But Liz had eyes and ears only for her father. Even as he
continued crawling along that narrow ledge, he repeatedly grabbed for his
chest. His warnings came out as choked rasps. Should he manage to get the opal,
she doubted he'd make it down.

With only one thought—*
he needed her
*—Liz raced
across the cavern floor toward the slope leading to the ledge.

Suddenly, a man appeared to block her path.

"Richard!" Her whispered exclamation echoed back,
and her mind spun. How had he gotten here?

"Go back, Izzy. Leave the stone to Ankouer. In return,
he'll spare your pa's life and let you all go."

"The opal for my father?" she asked, looking up at
the swirling shape above.

"That's the deal," Richard said.

Liz tilted her head, shivers of fear running through her
body, but somehow she managed to calmly meet Richard's gaze. "Why should I
believe you?"

A self-satisfied typically Richard laugh came from his lips.
"What choice do you have?"

"This," she said. "Let me pass." Liz
thrust out the black doll and put her other hand on the needle protruding from
its heart.

Ankouer gave out a choked cry, and Richard backed away,
hands held up protectively. "There's more than me," he said.
"That hunk of mud will keep you safe, but not for long."

Then his form faded, and in the blink of Liz's eyes, he
disappeared. Ankouer wailed in outrage, the dancing flames split into dozens
more, bouncing over the water like sprites.

And still her father warned her away.

Her heart pounding like a congo drum, Liz resumed her
ascent, leaping over small rocks that littered the path, ignoring Ankouer's
angry sounds, Maddie's whimpers, her father's breathless warnings. His life was
in danger, her life was in danger, and even the fate of the loathsome Maddie
concerned her.

But greater danger awaited the world if the opal fell in
Ankouer's hands, and she recognized that Richard's warning was not a threat but
a statement of fact.

The figure above stared at her with dark, hot hate.

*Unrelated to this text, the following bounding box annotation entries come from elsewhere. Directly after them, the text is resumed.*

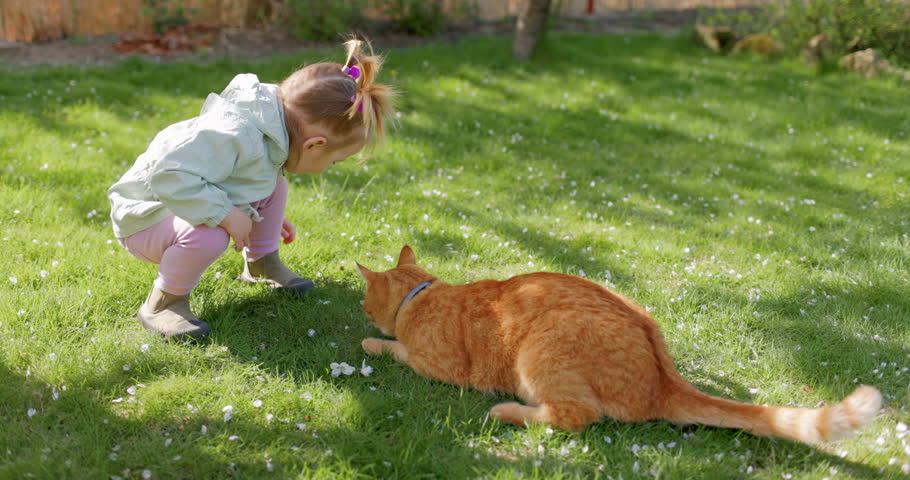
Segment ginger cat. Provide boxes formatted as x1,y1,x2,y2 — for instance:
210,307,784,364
358,245,882,444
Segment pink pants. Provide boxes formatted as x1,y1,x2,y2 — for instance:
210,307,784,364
119,176,288,295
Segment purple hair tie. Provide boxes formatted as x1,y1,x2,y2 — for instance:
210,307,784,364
351,95,363,113
341,65,360,80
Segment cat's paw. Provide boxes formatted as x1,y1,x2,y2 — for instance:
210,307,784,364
360,337,382,355
490,402,525,426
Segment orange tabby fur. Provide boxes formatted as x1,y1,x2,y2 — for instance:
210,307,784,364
358,246,881,444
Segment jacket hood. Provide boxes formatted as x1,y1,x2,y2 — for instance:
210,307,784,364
201,73,290,157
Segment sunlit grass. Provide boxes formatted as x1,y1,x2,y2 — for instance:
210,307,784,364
0,34,910,479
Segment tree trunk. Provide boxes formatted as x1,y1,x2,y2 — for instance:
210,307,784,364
512,0,550,60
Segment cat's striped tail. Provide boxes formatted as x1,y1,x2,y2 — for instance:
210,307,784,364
664,379,882,445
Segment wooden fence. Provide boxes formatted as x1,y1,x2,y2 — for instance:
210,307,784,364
0,0,771,42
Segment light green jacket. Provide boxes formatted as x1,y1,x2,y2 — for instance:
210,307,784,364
107,74,288,238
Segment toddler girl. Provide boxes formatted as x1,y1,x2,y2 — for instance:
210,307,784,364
108,40,393,338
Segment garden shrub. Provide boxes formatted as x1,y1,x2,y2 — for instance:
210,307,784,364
279,0,367,41
706,0,910,63
375,0,448,37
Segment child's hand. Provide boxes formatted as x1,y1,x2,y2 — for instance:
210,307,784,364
281,218,297,244
218,207,253,252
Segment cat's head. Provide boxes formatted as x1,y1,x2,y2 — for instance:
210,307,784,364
357,245,436,337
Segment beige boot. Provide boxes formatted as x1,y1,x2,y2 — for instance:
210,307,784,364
137,286,211,339
237,250,315,293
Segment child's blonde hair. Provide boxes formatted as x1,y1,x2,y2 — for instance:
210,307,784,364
279,39,394,156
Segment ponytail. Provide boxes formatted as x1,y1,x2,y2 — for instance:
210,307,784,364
342,38,395,145
279,38,395,159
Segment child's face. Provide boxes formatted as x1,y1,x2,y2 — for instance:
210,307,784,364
285,131,366,173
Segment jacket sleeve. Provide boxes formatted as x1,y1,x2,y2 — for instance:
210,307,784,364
147,121,253,227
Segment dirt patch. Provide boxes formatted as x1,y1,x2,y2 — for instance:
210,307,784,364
0,10,697,67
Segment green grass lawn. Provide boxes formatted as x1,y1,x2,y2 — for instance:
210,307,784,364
0,34,910,480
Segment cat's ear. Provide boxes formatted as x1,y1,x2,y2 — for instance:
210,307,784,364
398,245,417,267
355,262,376,283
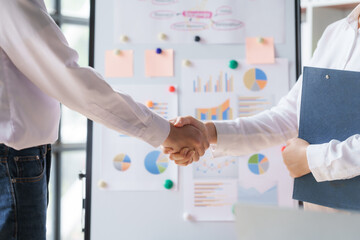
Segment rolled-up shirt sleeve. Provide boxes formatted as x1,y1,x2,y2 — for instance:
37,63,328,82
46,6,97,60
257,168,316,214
212,77,302,156
306,134,360,182
0,0,170,146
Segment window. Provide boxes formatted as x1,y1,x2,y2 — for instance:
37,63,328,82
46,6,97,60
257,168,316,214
45,0,90,240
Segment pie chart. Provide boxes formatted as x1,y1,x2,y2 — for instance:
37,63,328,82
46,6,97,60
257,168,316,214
145,151,169,175
248,154,270,175
113,153,131,172
244,68,267,92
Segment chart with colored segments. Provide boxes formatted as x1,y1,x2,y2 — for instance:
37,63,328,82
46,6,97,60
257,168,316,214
244,68,267,91
145,151,169,175
193,71,234,93
248,154,270,175
195,99,233,120
113,153,131,172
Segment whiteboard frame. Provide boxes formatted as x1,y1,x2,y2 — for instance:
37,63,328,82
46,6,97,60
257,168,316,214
83,0,301,240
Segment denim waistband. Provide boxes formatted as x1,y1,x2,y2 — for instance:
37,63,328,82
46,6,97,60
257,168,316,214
0,144,51,158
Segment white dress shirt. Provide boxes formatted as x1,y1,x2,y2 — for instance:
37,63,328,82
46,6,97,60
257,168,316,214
0,0,170,149
214,4,360,182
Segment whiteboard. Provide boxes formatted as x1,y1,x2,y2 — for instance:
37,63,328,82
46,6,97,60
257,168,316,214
85,0,300,240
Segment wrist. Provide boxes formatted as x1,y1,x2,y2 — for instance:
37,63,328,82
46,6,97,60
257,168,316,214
205,122,217,144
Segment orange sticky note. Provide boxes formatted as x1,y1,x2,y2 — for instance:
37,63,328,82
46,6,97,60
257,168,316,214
105,50,134,78
246,37,275,64
145,49,174,77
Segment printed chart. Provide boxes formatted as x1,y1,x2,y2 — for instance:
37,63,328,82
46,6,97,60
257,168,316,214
113,0,285,43
185,179,237,221
193,71,234,93
146,100,169,119
248,153,270,175
195,100,233,120
238,96,272,117
114,153,131,171
97,84,178,191
144,151,169,175
193,155,239,179
244,68,267,92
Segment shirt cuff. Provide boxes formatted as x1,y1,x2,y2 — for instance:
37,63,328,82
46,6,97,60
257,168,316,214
211,121,234,157
140,114,170,148
306,143,331,182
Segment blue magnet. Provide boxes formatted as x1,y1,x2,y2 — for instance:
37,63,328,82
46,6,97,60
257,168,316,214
156,48,162,54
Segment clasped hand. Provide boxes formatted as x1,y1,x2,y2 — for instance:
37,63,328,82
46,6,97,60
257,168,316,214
162,116,215,166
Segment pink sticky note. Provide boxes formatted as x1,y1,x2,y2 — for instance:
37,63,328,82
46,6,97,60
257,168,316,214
105,50,134,78
246,37,275,64
145,49,174,77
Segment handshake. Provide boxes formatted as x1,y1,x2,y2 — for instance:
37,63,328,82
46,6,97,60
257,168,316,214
162,116,217,166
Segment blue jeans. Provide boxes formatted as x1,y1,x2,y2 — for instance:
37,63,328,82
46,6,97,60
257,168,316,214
0,144,51,240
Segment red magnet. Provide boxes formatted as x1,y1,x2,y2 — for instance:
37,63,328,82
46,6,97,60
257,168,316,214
169,86,176,92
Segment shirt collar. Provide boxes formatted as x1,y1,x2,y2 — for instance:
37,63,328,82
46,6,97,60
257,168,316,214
347,4,360,30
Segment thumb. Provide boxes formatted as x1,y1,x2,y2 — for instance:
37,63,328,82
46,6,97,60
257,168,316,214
174,117,192,127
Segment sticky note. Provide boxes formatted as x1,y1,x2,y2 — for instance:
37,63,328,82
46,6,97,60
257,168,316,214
105,50,134,78
145,49,174,77
246,37,275,64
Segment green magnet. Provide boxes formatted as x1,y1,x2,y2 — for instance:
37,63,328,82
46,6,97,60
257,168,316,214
229,60,239,69
164,179,174,190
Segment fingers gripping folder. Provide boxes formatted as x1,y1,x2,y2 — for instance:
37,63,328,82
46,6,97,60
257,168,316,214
293,67,360,210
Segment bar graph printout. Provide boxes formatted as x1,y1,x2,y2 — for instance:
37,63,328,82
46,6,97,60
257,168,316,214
180,59,294,221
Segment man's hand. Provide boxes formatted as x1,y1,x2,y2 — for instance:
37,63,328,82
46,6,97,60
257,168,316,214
282,138,310,178
162,123,209,163
164,116,217,166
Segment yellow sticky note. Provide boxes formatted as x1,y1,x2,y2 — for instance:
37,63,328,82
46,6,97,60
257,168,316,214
105,50,134,78
246,37,275,64
145,49,174,77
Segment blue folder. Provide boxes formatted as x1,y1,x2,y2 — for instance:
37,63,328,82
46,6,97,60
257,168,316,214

Gripping the voodoo doll ever tighter, she marched toward
the ledge, toward the opal, feeling a responding hate sizzle within her breast.
Even as alarm bells rang in her head, she vowed to let that hatred guide her
until she sent Ankouer straight back to hell.

 

* * *

 

Zach swallowed another nip of Smirnoff's as he pressed
himself to the walls of the cave, and stealthily made his way toward the
cavern. He heard Maddie screaming, heard Frank's hoarse cries, and heard
another voice as grating as a fingernail upon a blackboard. He started to rush
through the opening, then his cop's training asserted itself and he halted,
recapping and storing the flask and furtively moving toward the cavern.

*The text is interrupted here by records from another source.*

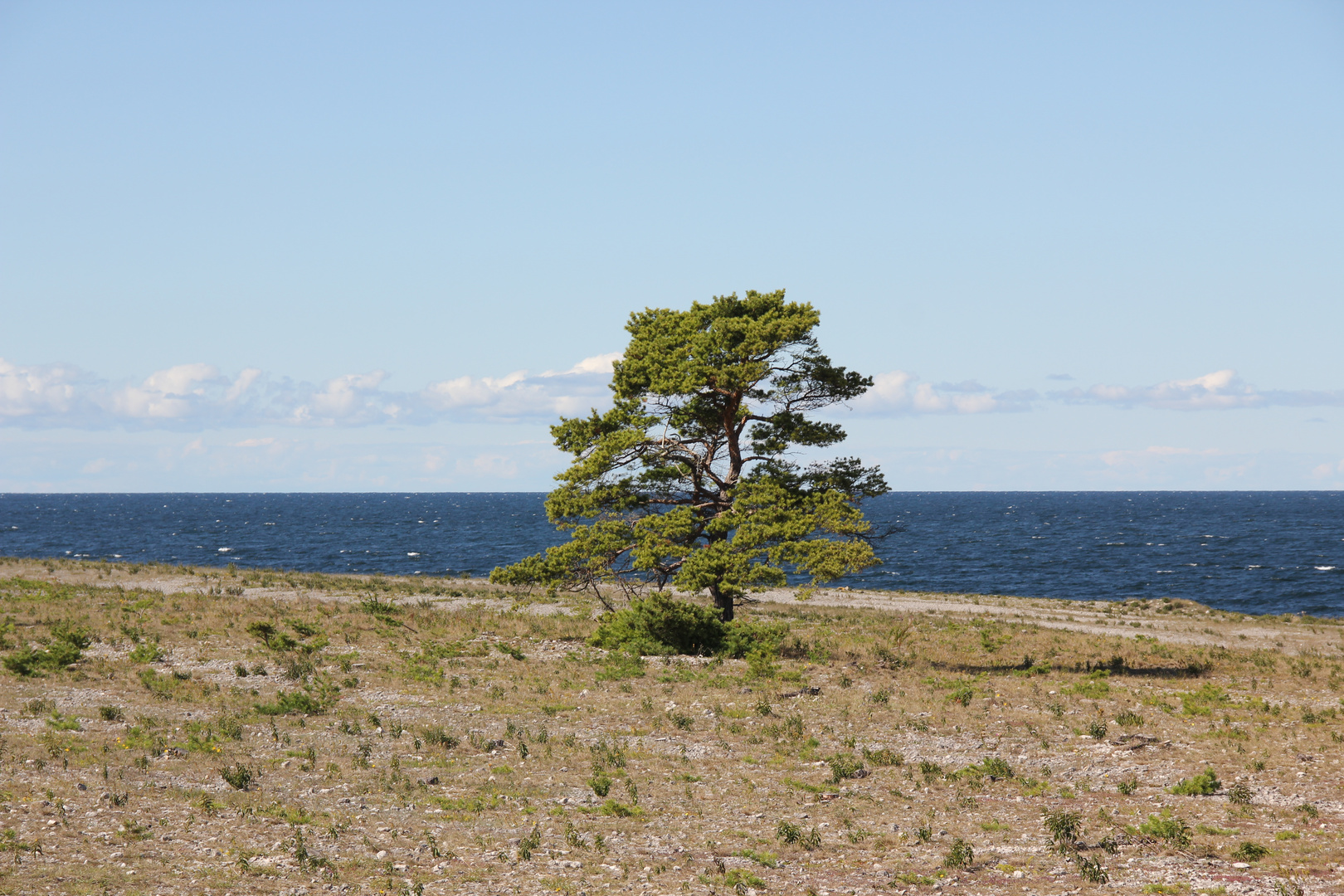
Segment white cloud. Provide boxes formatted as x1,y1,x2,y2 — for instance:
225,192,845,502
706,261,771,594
0,358,80,418
850,371,1038,415
419,352,621,419
0,352,1344,431
0,352,621,430
108,364,219,418
1049,369,1344,411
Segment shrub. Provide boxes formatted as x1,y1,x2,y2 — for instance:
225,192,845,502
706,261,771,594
219,763,253,790
942,837,976,868
1078,855,1110,884
1171,768,1223,796
863,747,906,766
947,681,976,707
589,594,724,655
980,757,1013,778
4,638,83,677
215,716,243,740
589,775,611,796
254,689,334,716
129,640,164,662
518,825,542,863
1040,809,1083,855
1233,840,1269,863
774,821,821,850
826,752,863,785
421,725,460,750
1138,809,1191,846
1116,709,1144,728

He slipped soundlessly around the jagged edge of the entrance
to assess the situation and saw something horrible and black hovering above a
lake of fire. The sight staggered his mind, which pitched and reeled,
shattering his precarious hold on reality. For a moment his vision went blank.
He reached automatically for the flask.

He had to do something. But what? This wasn't life as he
understood it. This was all his childhood fears rolled into one. This was his
nightmares come to life.

His sight returned as quickly as it had left. He saw Maddie,
bent over as if in pain, screeching toward someone clinging to a narrow ledge.
Frank, he realized, grasping for the one solid fact to save his failing sanity.

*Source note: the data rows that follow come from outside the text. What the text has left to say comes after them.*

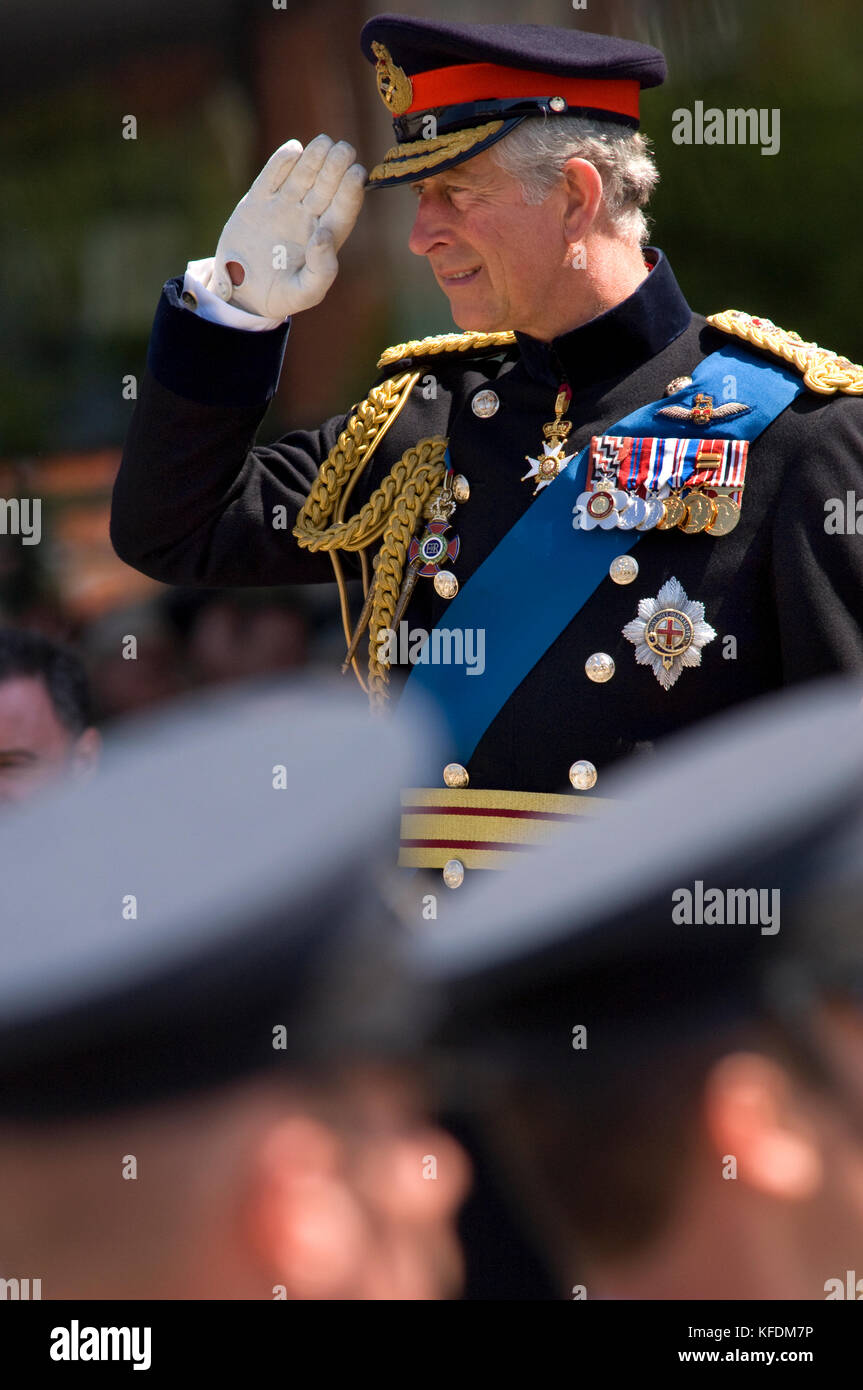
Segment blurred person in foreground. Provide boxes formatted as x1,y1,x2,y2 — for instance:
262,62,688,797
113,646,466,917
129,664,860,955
416,682,863,1300
0,685,467,1300
0,627,101,805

Then he saw Liz. Dear God, Liz, leaping like a mountain goat
over rocks and small boulders to the tiny ledge that supported her father.

Suddenly, a man appeared in Liz's path. She stopped short
and waved a dark object about. Allain! Doc Allain was here. Drawing on the
rationale that had guided his choices until now, Zach tried to rearrange these
events into something that made sense. Another accomplice. No, that didn't fit.
A rescue party had arrived. No, not that either. His vision blurred once more,
but he could still hear and, Lord, he wished he couldn't.

"Zacharie is below," the doctor said, chuckling
darkly. "He is your defender, is it not so? Yet he trembles at the sight
of me, the man who spanked his bottom when he first saw life."

The fog cleared from Zach's eyes and he saw Liz look down at
him. Her eyes widened and she seemed encouraged by his presence.

"Take the offer, Izzy," the doctor went on in a
softly seductive tone. "Your defender is a coward. He will not stand
beside you."

"Yes, yes, he will," Frank moaned, rubbing his
chest as though it sorely ached.

The doctor glanced up at Frank with scorn. "Ah, the
fallen one. The failure. Tell Zacharie how it's done, Frank. Tell him of your
impotence during your sweet Ellie's night of reckoning. Tell him how you failed
her by loving another more than her."

"
No . . . non,"
Frank protested. "Do
not listen, Zacharie.
Pas du tout
." Not at all. Then he launched
into a volley of French that Zach understood only enough to know Liz needed
him.

Nothing made sense, and he didn't know how to fight it. Men
slinking in dark alleys, rough bars filled with violent criminals, courtrooms with
slick defense attorneys, boardrooms with arrogant executives, those he could
handle. But what was here? Illusions? Phantoms? Ghosts? What's more, he wanted
to yank off his hand for creeping toward his back pocket against his will.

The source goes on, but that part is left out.